Gam.pred <- predict(Gam.fit, df10[test,])
Gam.RSS <- sum(sum((df10[test, ]$Outstate - Gam.pred)^2))
df10.TSS <- sum((df10[test, ]$Outstate - mean(df10[test, ]$Outstate)) ^ 2)
1 - (Gam.RSS / df10.TSS)
## [1] 0.7662809
mean((df10[test, ]$Outstate - Gam.pred) ^ 2)
## [1] 3412040
The R squared is .79 for for the test set.
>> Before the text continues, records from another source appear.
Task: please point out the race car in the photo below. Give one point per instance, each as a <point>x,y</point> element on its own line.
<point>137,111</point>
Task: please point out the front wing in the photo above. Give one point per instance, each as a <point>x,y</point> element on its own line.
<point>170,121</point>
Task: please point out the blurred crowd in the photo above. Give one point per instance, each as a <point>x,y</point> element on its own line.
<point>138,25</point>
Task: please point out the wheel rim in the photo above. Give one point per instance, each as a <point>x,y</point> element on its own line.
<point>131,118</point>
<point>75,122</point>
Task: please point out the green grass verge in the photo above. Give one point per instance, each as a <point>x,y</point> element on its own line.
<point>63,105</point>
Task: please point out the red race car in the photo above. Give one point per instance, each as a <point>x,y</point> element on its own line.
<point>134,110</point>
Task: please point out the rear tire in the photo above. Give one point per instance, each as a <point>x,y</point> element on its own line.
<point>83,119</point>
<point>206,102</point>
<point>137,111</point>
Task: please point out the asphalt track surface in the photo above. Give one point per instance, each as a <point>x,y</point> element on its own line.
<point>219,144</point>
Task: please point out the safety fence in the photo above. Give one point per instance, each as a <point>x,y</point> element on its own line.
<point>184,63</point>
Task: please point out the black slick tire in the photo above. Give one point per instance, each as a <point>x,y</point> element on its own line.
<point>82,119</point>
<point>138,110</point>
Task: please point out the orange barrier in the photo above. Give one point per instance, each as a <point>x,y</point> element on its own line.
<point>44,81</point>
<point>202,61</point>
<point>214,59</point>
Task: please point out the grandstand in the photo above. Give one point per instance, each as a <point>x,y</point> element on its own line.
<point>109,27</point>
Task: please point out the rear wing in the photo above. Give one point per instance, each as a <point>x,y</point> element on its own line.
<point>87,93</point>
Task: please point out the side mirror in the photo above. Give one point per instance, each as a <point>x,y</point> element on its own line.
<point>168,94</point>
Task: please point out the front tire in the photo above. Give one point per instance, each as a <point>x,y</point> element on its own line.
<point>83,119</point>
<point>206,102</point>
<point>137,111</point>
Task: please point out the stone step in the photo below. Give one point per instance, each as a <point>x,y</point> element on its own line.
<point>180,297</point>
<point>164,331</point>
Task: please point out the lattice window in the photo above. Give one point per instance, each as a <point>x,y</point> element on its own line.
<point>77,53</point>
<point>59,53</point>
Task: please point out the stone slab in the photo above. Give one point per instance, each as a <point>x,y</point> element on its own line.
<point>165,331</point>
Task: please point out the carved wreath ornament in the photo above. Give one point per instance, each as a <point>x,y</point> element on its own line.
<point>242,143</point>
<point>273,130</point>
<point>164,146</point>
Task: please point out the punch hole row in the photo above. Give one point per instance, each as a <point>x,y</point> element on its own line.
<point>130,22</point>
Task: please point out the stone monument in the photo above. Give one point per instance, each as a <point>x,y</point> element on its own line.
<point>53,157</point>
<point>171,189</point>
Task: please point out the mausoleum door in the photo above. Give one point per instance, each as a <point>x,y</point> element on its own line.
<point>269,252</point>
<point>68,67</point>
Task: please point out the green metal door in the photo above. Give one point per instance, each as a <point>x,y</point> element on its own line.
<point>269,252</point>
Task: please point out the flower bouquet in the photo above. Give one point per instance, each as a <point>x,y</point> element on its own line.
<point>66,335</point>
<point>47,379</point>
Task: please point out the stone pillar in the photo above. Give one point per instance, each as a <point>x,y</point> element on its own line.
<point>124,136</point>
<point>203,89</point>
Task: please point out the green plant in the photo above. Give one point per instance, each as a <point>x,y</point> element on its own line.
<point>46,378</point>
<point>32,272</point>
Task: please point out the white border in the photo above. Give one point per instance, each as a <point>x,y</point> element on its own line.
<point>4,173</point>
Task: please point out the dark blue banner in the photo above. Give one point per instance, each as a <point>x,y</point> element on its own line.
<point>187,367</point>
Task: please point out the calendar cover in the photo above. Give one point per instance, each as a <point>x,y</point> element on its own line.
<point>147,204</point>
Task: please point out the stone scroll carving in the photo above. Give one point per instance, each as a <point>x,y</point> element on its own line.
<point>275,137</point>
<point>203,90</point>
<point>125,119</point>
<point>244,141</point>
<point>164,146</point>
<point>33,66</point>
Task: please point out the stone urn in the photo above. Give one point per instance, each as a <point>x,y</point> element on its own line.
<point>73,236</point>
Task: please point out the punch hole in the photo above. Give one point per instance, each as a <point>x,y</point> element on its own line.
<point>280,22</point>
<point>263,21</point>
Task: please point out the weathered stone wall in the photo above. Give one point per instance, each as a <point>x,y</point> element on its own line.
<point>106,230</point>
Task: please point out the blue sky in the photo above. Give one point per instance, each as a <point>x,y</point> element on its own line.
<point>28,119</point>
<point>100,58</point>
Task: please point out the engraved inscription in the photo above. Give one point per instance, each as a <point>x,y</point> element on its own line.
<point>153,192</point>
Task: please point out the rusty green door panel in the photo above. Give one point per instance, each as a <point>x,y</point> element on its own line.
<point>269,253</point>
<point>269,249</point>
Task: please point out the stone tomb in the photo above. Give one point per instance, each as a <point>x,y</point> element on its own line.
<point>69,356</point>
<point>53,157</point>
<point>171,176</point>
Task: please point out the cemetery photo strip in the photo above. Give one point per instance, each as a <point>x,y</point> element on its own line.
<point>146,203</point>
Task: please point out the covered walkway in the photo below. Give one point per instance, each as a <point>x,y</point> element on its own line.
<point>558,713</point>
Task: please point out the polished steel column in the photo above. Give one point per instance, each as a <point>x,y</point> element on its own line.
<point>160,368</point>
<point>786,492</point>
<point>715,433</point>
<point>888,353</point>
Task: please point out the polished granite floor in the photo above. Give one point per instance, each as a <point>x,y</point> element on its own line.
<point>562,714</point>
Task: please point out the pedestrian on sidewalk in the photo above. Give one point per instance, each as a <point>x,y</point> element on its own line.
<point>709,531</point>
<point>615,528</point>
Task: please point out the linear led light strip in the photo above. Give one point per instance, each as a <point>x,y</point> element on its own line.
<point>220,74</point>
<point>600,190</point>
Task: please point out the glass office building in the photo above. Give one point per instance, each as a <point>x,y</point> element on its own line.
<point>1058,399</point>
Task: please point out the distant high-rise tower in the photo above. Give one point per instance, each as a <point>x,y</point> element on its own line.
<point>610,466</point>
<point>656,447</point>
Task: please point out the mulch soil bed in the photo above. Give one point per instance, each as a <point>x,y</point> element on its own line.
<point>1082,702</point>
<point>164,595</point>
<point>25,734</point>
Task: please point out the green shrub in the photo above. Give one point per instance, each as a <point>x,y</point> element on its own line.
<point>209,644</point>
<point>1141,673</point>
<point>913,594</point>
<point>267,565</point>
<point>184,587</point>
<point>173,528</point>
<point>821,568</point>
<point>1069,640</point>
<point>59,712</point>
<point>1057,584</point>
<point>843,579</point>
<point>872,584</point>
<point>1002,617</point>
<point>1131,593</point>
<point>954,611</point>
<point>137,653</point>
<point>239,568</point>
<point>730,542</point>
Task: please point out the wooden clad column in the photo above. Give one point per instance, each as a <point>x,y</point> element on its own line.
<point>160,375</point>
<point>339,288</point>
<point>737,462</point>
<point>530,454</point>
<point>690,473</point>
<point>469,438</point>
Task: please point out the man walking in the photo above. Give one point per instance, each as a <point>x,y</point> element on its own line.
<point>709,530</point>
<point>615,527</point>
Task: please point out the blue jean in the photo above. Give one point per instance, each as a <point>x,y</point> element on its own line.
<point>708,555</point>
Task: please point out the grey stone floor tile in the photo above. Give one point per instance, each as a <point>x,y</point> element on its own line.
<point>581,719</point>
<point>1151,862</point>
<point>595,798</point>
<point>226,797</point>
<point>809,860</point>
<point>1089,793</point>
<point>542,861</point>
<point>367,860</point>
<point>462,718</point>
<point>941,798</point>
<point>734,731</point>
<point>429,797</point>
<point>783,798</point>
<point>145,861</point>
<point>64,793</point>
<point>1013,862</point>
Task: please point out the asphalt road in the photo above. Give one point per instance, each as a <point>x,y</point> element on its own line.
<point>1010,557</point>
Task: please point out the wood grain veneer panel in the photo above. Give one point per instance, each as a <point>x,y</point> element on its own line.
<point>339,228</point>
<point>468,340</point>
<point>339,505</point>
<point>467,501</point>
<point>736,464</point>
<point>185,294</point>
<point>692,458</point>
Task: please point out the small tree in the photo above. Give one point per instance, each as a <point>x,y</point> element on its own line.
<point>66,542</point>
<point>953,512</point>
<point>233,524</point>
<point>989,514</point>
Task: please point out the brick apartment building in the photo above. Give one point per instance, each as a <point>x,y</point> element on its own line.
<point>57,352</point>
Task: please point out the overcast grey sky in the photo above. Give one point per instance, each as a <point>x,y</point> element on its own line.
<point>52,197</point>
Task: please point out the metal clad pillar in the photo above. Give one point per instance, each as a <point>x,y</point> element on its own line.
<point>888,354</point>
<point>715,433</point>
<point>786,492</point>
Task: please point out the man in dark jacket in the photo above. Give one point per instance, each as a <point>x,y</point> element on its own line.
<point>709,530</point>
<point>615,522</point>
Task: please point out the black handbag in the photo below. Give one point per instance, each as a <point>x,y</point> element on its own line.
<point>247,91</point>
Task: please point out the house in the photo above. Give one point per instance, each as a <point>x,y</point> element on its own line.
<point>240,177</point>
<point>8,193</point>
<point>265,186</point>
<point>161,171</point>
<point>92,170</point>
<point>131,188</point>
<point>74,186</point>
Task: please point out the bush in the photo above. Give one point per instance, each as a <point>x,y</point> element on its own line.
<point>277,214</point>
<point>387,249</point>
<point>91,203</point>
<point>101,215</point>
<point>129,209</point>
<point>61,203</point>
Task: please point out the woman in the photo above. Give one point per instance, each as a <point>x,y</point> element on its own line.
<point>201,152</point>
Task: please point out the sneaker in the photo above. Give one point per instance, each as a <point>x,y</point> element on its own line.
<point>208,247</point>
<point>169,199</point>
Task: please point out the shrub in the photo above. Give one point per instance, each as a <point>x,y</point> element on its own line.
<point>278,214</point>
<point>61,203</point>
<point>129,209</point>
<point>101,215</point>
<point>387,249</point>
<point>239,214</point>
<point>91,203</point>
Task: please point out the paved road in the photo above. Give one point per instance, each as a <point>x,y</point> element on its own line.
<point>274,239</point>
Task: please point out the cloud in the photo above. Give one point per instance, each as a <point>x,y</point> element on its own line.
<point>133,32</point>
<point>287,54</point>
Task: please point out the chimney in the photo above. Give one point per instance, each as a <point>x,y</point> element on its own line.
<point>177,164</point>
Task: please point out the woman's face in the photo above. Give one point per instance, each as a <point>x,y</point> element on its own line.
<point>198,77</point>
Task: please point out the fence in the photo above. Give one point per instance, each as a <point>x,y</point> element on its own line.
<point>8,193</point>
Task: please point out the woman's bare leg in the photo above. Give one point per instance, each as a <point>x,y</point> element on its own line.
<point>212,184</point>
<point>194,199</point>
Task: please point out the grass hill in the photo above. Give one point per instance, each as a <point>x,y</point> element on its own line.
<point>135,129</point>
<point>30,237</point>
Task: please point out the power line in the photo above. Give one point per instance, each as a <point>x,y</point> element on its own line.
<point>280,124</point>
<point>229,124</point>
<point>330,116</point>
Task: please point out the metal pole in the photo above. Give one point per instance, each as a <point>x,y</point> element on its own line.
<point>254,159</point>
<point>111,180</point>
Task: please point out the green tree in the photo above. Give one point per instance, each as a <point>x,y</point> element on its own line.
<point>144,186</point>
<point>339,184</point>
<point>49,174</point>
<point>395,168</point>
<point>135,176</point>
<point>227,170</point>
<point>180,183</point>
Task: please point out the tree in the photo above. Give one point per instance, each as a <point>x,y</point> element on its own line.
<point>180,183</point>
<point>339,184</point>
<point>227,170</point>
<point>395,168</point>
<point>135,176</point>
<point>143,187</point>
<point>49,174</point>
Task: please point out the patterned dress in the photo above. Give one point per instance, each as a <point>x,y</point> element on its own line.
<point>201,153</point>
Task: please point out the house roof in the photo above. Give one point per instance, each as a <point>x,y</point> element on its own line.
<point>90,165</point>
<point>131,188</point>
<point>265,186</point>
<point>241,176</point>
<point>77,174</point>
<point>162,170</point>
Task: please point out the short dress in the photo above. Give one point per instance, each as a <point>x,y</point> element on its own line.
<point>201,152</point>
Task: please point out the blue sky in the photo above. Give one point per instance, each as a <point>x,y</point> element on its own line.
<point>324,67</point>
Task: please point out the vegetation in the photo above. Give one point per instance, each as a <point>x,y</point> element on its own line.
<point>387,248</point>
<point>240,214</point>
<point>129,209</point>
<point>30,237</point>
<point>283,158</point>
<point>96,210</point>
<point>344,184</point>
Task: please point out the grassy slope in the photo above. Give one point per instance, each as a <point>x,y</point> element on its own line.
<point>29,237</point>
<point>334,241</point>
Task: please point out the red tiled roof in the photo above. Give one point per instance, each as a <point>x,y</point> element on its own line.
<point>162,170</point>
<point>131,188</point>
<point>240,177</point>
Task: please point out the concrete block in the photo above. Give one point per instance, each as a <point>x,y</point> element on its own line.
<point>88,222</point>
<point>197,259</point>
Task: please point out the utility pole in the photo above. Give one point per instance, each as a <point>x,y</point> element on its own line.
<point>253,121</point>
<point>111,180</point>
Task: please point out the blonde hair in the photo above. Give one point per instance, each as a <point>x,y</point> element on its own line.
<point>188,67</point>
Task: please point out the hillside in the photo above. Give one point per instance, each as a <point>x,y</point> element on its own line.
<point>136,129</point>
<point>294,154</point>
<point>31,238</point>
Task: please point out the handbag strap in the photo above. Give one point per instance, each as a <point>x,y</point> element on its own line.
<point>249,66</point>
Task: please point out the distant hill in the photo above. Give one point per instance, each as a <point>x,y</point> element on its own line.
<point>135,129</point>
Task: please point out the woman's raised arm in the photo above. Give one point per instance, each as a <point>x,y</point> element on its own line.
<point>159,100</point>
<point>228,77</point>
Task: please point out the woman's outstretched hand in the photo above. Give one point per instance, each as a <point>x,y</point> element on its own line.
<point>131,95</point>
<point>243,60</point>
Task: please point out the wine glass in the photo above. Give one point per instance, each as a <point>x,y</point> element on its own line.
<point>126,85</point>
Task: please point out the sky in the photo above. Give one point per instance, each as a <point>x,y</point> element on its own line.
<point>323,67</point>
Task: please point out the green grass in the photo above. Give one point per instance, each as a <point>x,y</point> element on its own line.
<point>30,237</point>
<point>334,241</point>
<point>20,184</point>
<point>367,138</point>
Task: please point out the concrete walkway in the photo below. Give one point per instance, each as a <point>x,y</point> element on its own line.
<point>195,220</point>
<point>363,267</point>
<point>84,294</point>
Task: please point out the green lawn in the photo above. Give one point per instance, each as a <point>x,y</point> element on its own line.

The model has an MSE is 3336102. With an R squared of .79 is pretty good
Forward.Best <- lm(Outstate~ Private + Top10perc + Room.Board+ PhD + perc.alumni+ Expend + Grad.Rate, data = df10, subset = train)
Forward.pred <- predict(Forward.Best, df10[test,])
Forward.RSS <- sum(sum((df10[test, ]$Outstate - Forward.pred)^2))
1 - (Forward.RSS / df10.TSS)
## [1] 0.7471749
mean((df10[test, ]$Outstate - Forward.pred) ^ 2)
## [1] 3690967
We compared to the model with forward selection the GAM model has higher R squared and less MSE.
summary(Gam.fit)
##
## Call: gam(formula = Outstate ~ Private + s(Top10perc, 5) + s(Room.Board,
## 5) + s(PhD, 5) + s(perc.alumni, 5) + s(Expend, 5) + s(Grad.Rate,
## 5), data = df10, subset = train)
## Deviance Residuals:
## Min 1Q Median 3Q Max
## -7874.98 -1096.48 94.84 1219.56 7327.69
##
## (Dispersion Parameter for gaussian family taken to be 3453863)
##
## Null Deviance: 10279994217 on 620 degrees of freedom
## Residual Deviance: 2034322618 on 588.9992 degrees of freedom
## AIC: 11144.63
##
## Number of Local Scoring Iterations: NA
##
## Anova for Parametric Effects
## Df Sum Sq Mean Sq F value Pr(>F)
## Private 1 2732425223 2732425223 791.121 < 2.2e-16 ***
## s(Top10perc, 5) 1 1960119152 1960119152 567.515 < 2.2e-16 ***
## s(Room.Board, 5) 1 927816409 927816409 268.632 < 2.2e-16 ***
## s(PhD, 5) 1 178077742 178077742 51.559 2.104e-12 ***
## s(perc.alumni, 5) 1 214907305 214907305 62.222 1.498e-14 ***
## s(Expend, 5) 1 622493904 622493904 180.231 < 2.2e-16 ***
## s(Grad.Rate, 5) 1 89693567 89693567 25.969 4.680e-07 ***
## Residuals 589 2034322618 3453863
## ---
## Signif. codes: 0 '***' 0.001 '**' 0.01 '*' 0.05 '.' 0.1 ' ' 1
##
## Anova for Nonparametric Effects
## Npar Df Npar F Pr(F)
## (Intercept)
## Private
## s(Top10perc, 5) 4 1.2943 0.27093
## s(Room.Board, 5) 4 2.7493 0.02754 *
## s(PhD, 5) 4 2.4862 0.04252 *
## s(perc.alumni, 5) 4 1.0368 0.38742
## s(Expend, 5) 4 26.9943 < 2e-16 ***
## s(Grad.Rate, 5) 4 1.9501 0.10068
## ---
## Signif. codes: 0 '***' 0.001 '**' 0.01 '*' 0.05 '.' 0.1 ' ' 1
The anova for nonparametric effects shows tahte Expend and perc.alumni have signifincat non parametric effects.